Повседневная жизнь русского литературного Парижа. 1920–1940 - Страница 41
Вот отчего она, отдавая дань восхищения неповторимой яркости метафор и выразительности ритма, все-таки не приняла пастернаковского «Лейтенанта Шмидта». Конечно, причина была вовсе не в том, что это поэма о мученике революции, осознанной как героика, — для Цветаевой политическая тенденция значила в искусстве меньше всего. Ее оттолкнуло другое: Шмидт в поэме предстал как интеллигент, несущий в себе черты своей эпохи, как «вдохновенный студент конца девяностых годов», то есть, по ее счету, как слишком маленькая фигура. Он «жертва мечтательности», а ему надлежало бы предстать «героем мечты».

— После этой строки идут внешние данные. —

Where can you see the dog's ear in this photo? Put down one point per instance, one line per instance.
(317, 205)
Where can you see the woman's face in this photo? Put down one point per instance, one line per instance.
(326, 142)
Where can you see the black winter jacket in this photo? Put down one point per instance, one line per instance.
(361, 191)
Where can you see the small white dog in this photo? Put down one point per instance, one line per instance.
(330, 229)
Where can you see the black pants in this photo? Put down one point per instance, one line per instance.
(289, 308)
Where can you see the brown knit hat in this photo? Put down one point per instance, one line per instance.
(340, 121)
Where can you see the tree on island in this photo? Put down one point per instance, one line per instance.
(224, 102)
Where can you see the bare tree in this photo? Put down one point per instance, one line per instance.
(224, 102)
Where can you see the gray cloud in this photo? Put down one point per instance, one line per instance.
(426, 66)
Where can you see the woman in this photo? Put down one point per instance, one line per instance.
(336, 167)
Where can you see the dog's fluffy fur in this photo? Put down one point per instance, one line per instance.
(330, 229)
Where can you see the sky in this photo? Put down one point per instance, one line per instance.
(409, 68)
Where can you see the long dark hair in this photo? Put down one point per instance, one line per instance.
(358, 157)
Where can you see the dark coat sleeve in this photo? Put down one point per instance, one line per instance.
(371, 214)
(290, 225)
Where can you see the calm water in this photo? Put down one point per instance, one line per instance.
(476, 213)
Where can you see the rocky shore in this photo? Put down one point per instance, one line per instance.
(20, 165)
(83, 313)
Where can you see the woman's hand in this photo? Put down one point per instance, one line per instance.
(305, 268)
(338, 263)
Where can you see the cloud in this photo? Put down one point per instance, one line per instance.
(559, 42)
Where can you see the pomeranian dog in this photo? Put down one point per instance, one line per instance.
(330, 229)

Пять лет спустя до нее дошли известия, что Пастернак ушел из семьи, произошло «второе рождение», появилась Зинаида Нейгауз, ставшая его второй женой. Этого она не смогла ему простить. Не из ревности — для нее уже не было поводов и причин. Но непереносима была мысль, что «без меня обошлись! У меня к Борису было такое чувство, что: буду умирать — его позову. Потому что чувствовала его, несмотря на семью, совершенно одиноким: моим». И — ошиблась.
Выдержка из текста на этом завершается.